Building an Email Classifier, Part 4: Classification II

Final part of a four-part series using local language models to classify 23 years of email.

In this part, we use the first-pass results as additional training data, and discover that doesn’t help.

diy
tech
Published

March 4, 2026

The first pass had a training set of ~6,000 emails. Now I had ~22,000, and went out to see whether a bigger training set with better coverage of the hard categories could produce a better classifier.

The Second Pass

I hoped that this approach would ameliorate the time-based selection bias that hobbled the first classifier, as the training set for this pass drew on fifteen years of sorted email. That changed the composition noticeably. Historical email skews heavily towards Academic and away from Technology and Projects.

Work and Education together made up around 5% of the training set, better coverage than before, at least in absolute terms.

Second Pass Training Set
Category Count %
Archive 11,600 34.2
Receipts 9,933 29.3
Newsletters 4,150 12.2
Personal 2,296 6.8
Technology 2,278 6.7
Projects 1,293 3.8
Finances and Affairs 1,106 3.3
Work 748 2.2
Education 409 1.2
Academic 81 0.2

Results

Validation accuracy: 93.46%. Down slightly from 94.67% in the first pass.

Per-Category Metrics, Second Pass
Category Precision Recall F1
Technology 0.988 0.977 0.982
Newsletters 0.941 0.944 0.942
Receipts 0.953 0.979 0.966
Finances and Affairs 0.913 0.778 0.840
Personal 0.865 0.885 0.875
Work 0.814 0.857 0.835
Education 0.850 0.557 0.673
Projects 0.908 0.880 0.894

There were global drops in precision and recall across almost all categories. However, these were all small in absolute terms. The largest drops occurred in Education, which I attributed to the introduction of the Projects category. Projects shares a lot of semantic similarity with Education (and to a lesser extent, Work), and the addition of a similar category would lower predictive power across all of them.

I am not sure I could have expected a different outcome. The SVC was already working remarkably well on the training set, and where it falls down relates more to fundamental properties of text embedding rather than inadequate sample size.

Classification

The classification of the 15,509 unclassified emails followed the same pattern as the first pass.

Category SVC LLM Total
Receipts 2,821 14 2,835
Newsletters 2,575 49 2,624
Personal 773 552 1,325
Technology 369 29 398
Finances and Affairs 809 57 866
Work 19 3,012 3,031
Education 11 2,562 2,573
Projects 217 106 323
Academic 0 730 730
Archive 0 1,362 1,362

Work and Education again accounted for 65% of the LLM load, and the LLM remained a poor discriminator between the two. This is also not surprising, as increasing the sample size will not improve model performance.

Reflection

I ended up sorting out the work-education-project split manually. This was a tedious couple of hours, but two decades of accumulated correspondence is now at least roughly where it should be.

Both the successes and failures were informative. I think text embeddings are incredibly interesting technology, and I was very impressed with how the SVC effortlessly handled structured textual information efficiently at scale. I would definitely use these again for this sort of task.

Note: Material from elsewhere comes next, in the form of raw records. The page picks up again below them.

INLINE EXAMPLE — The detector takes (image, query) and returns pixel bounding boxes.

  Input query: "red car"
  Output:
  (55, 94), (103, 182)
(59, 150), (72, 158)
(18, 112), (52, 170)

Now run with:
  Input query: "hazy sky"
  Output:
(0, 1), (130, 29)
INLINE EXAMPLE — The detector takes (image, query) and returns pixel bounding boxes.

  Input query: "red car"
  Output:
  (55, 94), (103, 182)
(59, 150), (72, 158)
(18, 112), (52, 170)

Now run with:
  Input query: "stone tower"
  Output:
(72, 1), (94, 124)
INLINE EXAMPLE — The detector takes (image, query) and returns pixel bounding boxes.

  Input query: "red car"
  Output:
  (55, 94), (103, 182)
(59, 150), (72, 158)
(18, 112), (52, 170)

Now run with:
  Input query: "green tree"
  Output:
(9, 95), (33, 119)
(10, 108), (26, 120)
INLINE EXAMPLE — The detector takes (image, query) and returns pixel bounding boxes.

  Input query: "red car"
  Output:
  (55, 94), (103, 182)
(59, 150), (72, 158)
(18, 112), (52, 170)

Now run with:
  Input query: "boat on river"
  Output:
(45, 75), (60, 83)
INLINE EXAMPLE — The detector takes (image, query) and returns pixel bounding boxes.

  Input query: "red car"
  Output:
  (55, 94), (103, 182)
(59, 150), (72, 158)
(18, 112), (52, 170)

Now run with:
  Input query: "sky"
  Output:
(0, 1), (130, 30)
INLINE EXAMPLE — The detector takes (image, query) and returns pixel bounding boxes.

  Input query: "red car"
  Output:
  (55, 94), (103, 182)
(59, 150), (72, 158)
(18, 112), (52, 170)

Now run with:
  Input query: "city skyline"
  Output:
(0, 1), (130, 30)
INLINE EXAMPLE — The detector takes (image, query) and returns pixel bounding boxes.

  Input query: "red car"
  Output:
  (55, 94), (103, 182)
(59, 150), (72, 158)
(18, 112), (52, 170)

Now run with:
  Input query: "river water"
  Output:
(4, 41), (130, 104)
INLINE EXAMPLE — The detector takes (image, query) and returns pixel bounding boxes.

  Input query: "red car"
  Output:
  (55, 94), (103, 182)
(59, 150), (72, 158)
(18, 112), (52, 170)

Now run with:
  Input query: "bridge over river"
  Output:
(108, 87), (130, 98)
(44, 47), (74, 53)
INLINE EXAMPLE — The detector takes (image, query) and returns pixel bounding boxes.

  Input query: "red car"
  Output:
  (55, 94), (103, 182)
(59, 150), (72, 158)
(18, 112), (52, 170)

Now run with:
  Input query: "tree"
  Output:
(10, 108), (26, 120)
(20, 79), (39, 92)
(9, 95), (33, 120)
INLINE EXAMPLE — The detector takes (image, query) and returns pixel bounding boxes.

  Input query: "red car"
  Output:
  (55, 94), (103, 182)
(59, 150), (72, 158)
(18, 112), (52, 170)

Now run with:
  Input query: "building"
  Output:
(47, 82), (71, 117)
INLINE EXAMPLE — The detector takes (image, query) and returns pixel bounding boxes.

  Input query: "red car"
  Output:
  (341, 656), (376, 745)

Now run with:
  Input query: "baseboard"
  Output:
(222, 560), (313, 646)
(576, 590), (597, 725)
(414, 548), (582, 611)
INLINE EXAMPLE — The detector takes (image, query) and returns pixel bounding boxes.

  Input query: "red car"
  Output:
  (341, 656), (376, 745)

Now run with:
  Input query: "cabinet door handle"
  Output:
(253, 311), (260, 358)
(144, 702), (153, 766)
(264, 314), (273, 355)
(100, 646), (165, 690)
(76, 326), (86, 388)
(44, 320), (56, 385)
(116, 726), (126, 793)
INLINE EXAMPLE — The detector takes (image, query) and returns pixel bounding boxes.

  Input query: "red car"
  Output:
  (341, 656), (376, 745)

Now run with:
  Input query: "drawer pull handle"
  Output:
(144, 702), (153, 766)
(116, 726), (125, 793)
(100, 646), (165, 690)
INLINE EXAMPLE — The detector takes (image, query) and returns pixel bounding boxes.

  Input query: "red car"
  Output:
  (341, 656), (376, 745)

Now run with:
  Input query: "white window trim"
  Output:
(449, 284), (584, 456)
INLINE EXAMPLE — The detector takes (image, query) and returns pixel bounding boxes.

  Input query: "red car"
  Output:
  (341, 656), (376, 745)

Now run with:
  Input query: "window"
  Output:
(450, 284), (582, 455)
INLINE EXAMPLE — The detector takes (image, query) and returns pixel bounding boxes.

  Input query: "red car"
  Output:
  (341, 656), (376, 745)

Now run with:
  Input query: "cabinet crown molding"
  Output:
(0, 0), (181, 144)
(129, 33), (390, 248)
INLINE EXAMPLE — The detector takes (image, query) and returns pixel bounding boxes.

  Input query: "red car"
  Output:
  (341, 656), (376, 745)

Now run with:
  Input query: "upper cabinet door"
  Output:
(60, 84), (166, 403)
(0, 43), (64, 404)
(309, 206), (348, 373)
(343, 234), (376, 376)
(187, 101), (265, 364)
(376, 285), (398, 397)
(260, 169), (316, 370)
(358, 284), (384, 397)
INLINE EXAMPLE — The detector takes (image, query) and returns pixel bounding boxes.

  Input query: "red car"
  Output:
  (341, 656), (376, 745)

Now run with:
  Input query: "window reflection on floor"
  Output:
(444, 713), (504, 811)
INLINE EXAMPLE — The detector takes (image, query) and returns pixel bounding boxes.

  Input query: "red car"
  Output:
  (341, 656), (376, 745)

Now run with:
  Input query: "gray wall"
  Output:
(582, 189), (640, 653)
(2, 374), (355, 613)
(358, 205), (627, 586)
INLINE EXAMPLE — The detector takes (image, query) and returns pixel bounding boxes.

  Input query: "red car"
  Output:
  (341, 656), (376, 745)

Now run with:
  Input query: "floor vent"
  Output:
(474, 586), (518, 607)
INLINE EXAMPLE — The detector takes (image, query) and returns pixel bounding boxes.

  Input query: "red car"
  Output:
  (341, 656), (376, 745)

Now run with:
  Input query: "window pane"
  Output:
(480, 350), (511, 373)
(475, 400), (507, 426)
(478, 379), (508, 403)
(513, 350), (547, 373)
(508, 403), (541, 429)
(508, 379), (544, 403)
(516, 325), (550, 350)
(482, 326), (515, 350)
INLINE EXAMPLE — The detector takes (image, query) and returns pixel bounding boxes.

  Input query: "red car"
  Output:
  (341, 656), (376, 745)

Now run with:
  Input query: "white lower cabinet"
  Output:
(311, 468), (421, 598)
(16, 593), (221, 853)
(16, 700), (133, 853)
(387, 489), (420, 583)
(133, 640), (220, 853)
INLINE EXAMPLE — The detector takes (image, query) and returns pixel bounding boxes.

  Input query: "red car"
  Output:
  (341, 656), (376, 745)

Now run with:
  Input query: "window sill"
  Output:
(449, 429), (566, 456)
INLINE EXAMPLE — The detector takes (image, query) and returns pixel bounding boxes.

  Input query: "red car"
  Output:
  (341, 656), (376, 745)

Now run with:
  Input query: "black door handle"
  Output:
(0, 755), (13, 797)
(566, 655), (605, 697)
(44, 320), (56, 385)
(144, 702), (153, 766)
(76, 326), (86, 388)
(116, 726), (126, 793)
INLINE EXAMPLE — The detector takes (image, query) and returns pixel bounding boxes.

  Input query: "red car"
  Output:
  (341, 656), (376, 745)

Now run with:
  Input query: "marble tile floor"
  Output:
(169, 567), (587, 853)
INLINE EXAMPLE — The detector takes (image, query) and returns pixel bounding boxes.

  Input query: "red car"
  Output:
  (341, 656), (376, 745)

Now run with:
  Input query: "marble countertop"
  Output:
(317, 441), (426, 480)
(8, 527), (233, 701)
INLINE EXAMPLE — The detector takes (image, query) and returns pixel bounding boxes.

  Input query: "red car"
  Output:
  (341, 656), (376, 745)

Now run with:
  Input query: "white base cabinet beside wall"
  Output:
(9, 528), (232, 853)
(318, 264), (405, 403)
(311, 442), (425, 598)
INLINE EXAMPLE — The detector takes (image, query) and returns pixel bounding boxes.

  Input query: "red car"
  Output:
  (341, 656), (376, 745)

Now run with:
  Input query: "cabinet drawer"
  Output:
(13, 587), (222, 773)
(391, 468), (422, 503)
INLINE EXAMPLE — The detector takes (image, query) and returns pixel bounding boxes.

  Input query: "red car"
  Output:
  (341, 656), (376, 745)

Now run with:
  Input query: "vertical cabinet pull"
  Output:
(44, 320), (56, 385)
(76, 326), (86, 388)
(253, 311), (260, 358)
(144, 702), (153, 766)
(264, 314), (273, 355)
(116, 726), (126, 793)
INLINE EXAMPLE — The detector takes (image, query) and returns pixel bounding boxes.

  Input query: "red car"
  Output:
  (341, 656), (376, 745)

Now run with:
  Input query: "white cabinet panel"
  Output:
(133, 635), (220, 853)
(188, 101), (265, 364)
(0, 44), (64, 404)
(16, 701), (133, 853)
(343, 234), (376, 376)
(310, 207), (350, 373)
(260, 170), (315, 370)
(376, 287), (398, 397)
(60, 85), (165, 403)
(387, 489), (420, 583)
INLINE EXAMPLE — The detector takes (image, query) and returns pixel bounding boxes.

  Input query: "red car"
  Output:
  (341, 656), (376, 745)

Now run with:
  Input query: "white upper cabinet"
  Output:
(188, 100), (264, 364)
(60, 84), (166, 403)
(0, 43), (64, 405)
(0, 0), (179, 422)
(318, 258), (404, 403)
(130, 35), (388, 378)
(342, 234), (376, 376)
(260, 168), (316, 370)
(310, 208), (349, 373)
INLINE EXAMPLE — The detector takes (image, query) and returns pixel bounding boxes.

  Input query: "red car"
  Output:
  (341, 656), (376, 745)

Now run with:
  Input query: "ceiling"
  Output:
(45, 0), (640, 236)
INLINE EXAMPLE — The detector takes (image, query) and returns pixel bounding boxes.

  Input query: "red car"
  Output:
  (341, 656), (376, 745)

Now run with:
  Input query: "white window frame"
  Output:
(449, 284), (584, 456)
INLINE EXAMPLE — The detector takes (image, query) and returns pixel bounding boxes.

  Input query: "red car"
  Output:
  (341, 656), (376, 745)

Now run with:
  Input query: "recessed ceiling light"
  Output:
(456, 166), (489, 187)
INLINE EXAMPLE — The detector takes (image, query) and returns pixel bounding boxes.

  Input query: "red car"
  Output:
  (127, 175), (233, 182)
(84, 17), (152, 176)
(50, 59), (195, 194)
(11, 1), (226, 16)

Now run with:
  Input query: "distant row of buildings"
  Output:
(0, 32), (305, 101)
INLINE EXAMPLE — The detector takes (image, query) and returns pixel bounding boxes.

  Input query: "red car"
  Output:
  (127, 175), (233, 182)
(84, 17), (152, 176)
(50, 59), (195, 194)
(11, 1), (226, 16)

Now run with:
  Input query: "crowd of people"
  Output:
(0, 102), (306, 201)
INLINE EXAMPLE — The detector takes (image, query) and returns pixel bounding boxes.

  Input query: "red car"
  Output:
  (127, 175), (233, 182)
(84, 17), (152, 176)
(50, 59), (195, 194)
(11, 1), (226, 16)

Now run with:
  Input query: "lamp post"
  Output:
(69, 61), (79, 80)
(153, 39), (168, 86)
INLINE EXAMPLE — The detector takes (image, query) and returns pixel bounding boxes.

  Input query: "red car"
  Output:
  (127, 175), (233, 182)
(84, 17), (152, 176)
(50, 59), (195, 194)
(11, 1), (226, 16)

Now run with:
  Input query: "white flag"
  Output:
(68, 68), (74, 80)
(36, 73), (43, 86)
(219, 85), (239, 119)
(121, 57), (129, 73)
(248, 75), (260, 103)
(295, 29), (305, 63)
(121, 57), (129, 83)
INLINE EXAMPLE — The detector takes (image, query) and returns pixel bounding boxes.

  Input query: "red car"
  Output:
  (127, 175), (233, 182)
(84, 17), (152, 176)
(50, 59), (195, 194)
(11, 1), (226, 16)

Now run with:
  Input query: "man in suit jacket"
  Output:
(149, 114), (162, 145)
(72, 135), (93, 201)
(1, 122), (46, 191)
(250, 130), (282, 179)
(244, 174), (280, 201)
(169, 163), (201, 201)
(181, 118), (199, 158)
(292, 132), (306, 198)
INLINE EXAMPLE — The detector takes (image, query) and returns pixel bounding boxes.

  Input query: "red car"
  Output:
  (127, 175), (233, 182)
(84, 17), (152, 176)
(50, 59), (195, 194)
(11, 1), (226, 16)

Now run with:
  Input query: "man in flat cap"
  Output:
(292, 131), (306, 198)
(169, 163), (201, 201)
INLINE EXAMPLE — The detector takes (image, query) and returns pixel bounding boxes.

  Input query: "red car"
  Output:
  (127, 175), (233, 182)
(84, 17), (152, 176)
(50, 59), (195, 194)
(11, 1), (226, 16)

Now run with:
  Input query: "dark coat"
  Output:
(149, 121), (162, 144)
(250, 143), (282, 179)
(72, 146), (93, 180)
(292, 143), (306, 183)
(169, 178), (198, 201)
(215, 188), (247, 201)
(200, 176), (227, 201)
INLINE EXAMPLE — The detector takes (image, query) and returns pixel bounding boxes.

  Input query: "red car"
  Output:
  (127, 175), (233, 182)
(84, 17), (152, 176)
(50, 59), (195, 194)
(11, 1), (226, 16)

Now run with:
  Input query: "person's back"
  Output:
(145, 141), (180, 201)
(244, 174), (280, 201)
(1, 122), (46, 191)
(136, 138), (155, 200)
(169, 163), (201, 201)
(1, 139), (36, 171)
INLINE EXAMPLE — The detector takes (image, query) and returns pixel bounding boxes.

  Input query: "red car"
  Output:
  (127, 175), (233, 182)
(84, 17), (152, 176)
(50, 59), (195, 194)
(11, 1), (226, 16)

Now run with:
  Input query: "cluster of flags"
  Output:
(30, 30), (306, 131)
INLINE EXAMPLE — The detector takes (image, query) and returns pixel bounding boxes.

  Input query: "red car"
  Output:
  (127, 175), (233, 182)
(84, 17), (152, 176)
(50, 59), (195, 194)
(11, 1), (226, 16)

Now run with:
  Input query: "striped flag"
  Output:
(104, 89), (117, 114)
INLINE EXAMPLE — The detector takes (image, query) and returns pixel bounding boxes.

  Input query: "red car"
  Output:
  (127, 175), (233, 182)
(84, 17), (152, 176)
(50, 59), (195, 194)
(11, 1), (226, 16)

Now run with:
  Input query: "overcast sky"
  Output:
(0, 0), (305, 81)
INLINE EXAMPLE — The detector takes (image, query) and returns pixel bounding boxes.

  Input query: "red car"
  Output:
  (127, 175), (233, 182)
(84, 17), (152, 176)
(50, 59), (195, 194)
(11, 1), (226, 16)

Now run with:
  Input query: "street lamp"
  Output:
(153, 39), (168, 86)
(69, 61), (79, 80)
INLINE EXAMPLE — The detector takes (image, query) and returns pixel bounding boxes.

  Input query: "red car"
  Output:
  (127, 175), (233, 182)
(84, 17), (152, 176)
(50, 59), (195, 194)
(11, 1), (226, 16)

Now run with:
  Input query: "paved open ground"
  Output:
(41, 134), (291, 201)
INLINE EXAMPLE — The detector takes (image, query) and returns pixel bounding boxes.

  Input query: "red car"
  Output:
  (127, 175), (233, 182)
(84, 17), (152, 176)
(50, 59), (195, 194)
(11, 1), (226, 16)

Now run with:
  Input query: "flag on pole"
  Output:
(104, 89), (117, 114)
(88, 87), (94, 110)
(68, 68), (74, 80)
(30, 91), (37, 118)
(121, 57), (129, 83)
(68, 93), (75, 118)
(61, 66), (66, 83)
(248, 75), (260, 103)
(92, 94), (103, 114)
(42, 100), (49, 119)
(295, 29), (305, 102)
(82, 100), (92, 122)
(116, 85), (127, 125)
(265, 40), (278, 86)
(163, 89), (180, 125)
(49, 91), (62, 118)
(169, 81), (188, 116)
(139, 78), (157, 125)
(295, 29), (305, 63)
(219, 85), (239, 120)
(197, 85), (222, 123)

Conversely, the LLM performed less well than I would have hoped, getting only about half of the hard cases right. One thing that would have been interesting to explore is whether changing the prompt could have improved the LLM success, but I am skeptical. The LLM performance is determined by the properties of the model and the nature of the classification task, and won’t be improved by increasing sample size. Gemma-3-12Bis a capable local model, but these distinctions may be genuinely too subtle. The Work-Education-Project split is also potentially tricky because in addition to genuine content overlap, some lines may be drawn more on personal context rather than message content, which is unknown to the model.

I remain hopeful for the future of local language models — most of my work has huge data privacy and confidentiality concerns, and I would love to be able to use this technology in more of my work, but will not feel comfortable unless they are run in a local and contained environment. This project has not convinced me that local models are quite there yet, although given the pace that the technology is evolving I suspect it will be soon1.